# Repair or Tile Over Plywood "Insert" in Drywall



## chrisBC (Dec 28, 2010)

a pic would be helpfull.

i've never seen plywood exposed in a kitchen wall before, but hey you see/do new things everyday.


----------



## MitchK (May 11, 2011)

*Here's a pic*

I've attached a photo of the wall in question.

My wife tells me the contractors argued over this, with the pro-plywood faction winning by defiance. It's intended as a mounting platform for the screws that secure the hood. It'll certainly be solid but it's an unexpected repair PITA.

It's hard to tell from the pic but the plywood isn't quite thick enough (by about 1/8") to be flush with the wall. 

We're definitely doing subway tile up to the ceiling. Is it necessary to level the wall with joint compound beforehand? I'm inclined to do the extra work in order to avoid a tiling headache.

Mitch


----------



## chrisBC (Dec 28, 2010)

Thanks for the pic

To me, if that plywood is not going to be completely hidden, then it is done backwards. Any backing can be secured beneath the drywall, i've never seen anything done like that before.

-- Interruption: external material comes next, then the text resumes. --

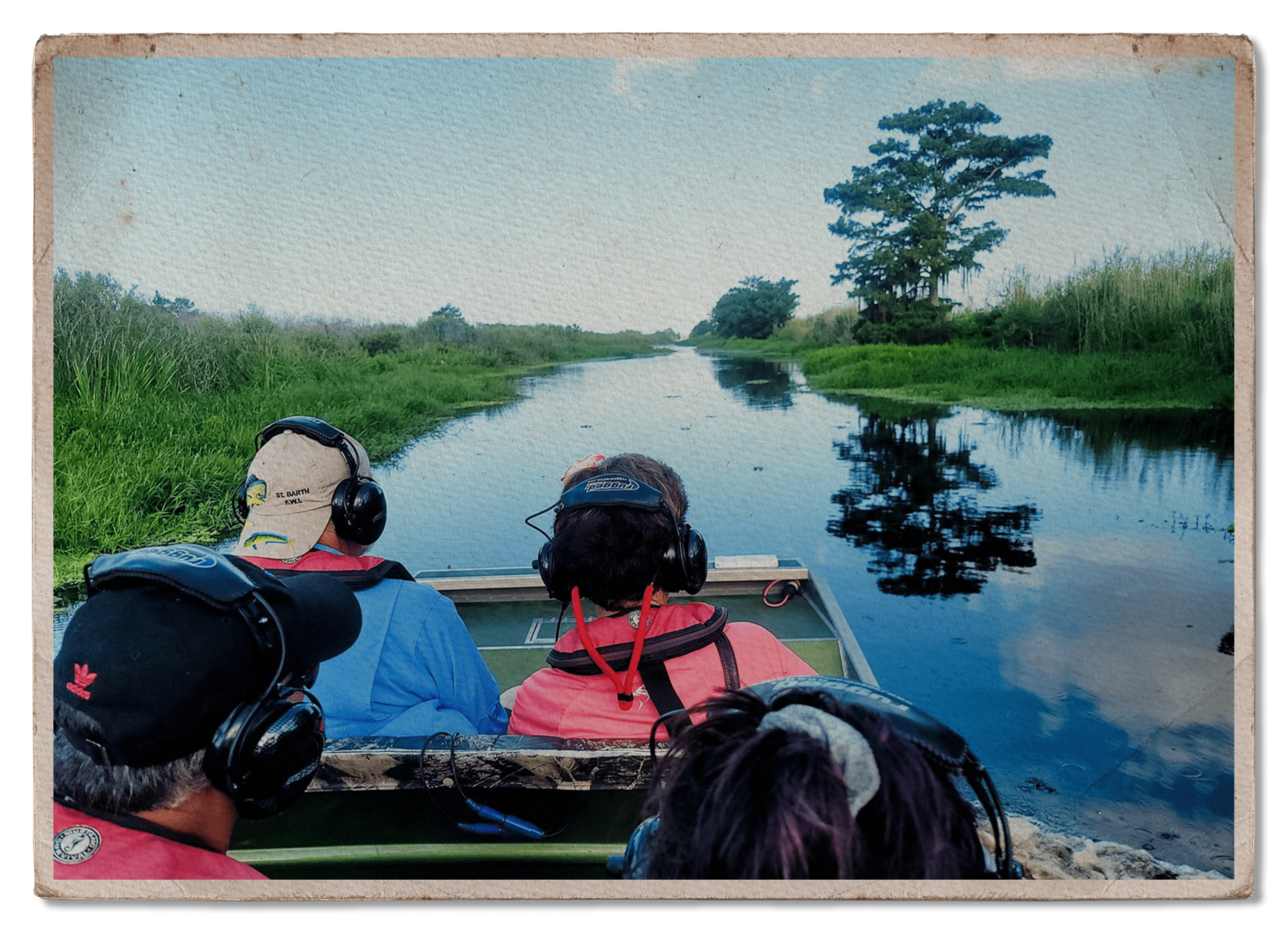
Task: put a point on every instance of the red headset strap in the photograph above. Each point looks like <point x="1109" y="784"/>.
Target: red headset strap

I think what they were trying to do is provide sufficient backing for the fixture. Personally I would have put in blocking between the studs, i.e. a 2x4 on the flat flush with the wall surface, then drywalled over this so your finish can look nice. I think this would be the easiest option, then you can tape and mud. Keeping in mind that the surface isn't flush, and there are large gaps between the plywood and the drywall, I personally wouldn't attempt to finish over the plywood. You can usually tell where you need your blocking by looking at the installation instructions with the unit.

That's what I would do anyways.


----------



## MitchK (May 11, 2011)

*Thanks*

Thanks Chris. The whole wall will be covered with backsplash tile.

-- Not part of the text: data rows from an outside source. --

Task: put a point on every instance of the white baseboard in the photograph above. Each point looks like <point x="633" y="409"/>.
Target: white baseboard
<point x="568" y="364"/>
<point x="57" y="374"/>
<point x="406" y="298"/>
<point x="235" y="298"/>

Can the plywood be mudded over to make it flush first (before tiling)?

Or if 2x4 backers are preferred (and that's how I actually want to do it), is it feasible to retrofit them with the wall only partially exposed?

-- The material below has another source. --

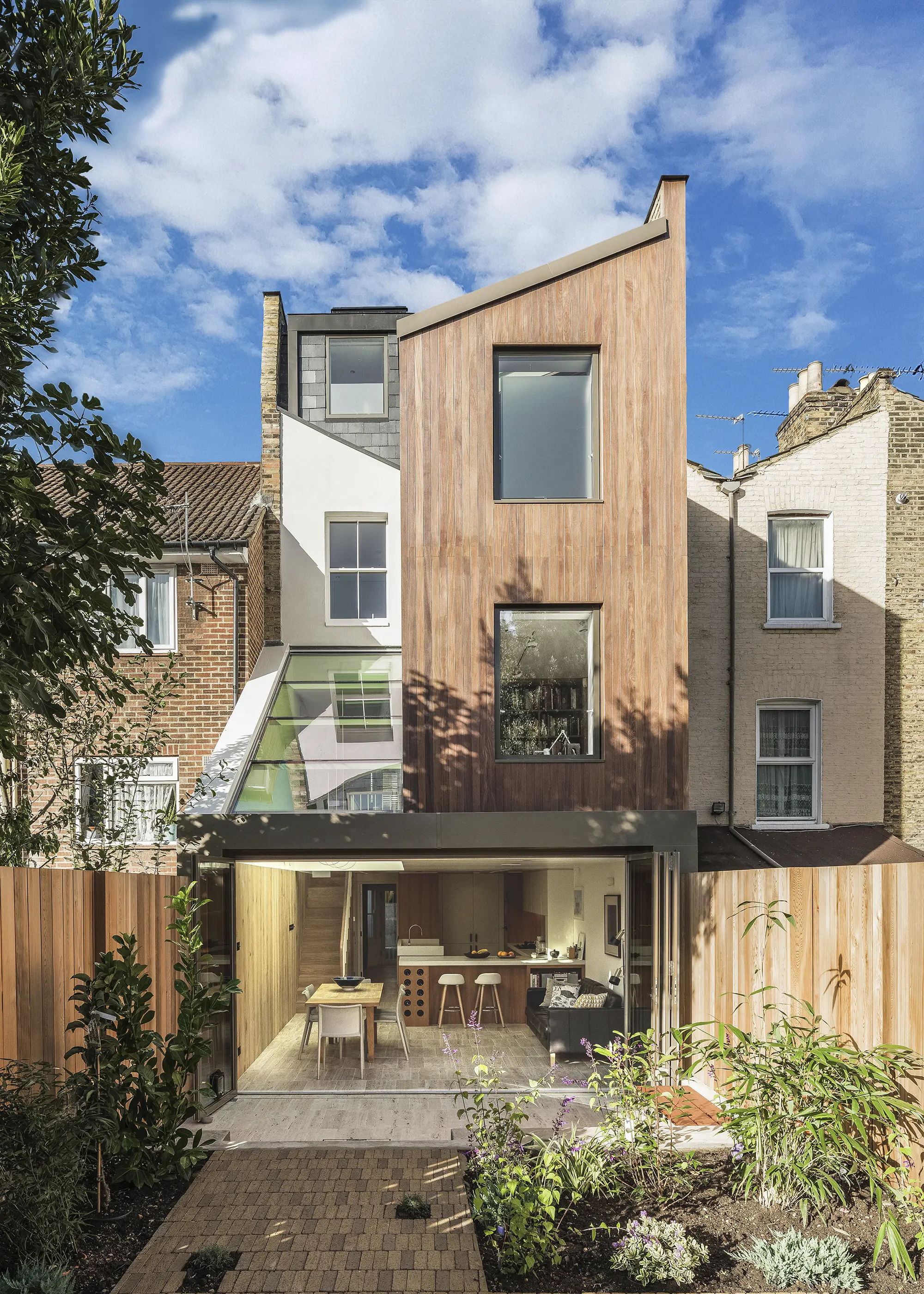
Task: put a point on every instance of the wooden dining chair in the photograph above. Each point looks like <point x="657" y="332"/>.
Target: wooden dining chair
<point x="342" y="1023"/>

By the way, the contractors originally did have 2x4 backing. Long story, but it was located incorrectly, hence their "improvisation". Don't know why they didn't just add more backing. 

Thanks,
Mitch


----------



## chrisBC (Dec 28, 2010)

Again, I wouldn't bother with the plywood. I'm not sure how it could be mudded, personally I wouldn't try it, especially with those gaps, i've never heard of plywood being taped before, I just wouldn't mess with it.

If you are going to mudd it, I think it would be much easier to simply remove the plywood (1 minute) check that your blocking is where you want it, then cut and screw a drywall piece in there (10 minutes work) now you don't have to worry about trying to mudd over plywood with big gaps that isn't flush and isnt' really meant to be mudded anyways.

The plywood serves no purpose, IMO, if you have adequate framing/blocking to fasten too, it will just create more work and possibly compromise your finish.

If I was working on your place or my own place, and I had that plywood there, the first thing I would do is get rid of it, I would not try and make that work, just seems mickey mouse to me. 

Less than a half hours labour and you can have drywall there, sitting flush ready to be taped and mudded for a nice finish. The backing will sit behind the drywall, just fasten through the drywall, i'm sure this is how the unit is meant to be fastened, so the fasteners should be the right length to accomodate.

I wouldn't bother mudding over that then tiling, i'd just create a proper wall surface that I know will last and bond properly, then tile. 

again, just the way i'd do it.


----------



## MitchK (May 11, 2011)

*Sold*

You've convinced me. I now wonder whether the reason they didn't relocate the 2x4 backing was because they didn't have 2x4 stock handy and wanted to save time. I hate corner cutting on something something intended to last for a long time.

In reviewing the photo I realized the plywood extends from stud to stud, so there shouldn't be any access issues with screwing in the 2x4 backers.

Thanks Chris! I'll post some progress and "after" photos when it's done in a few days.

Mitch


----------



## chrisBC (Dec 28, 2010)

glad to help, good luck with your kitchen project.


----------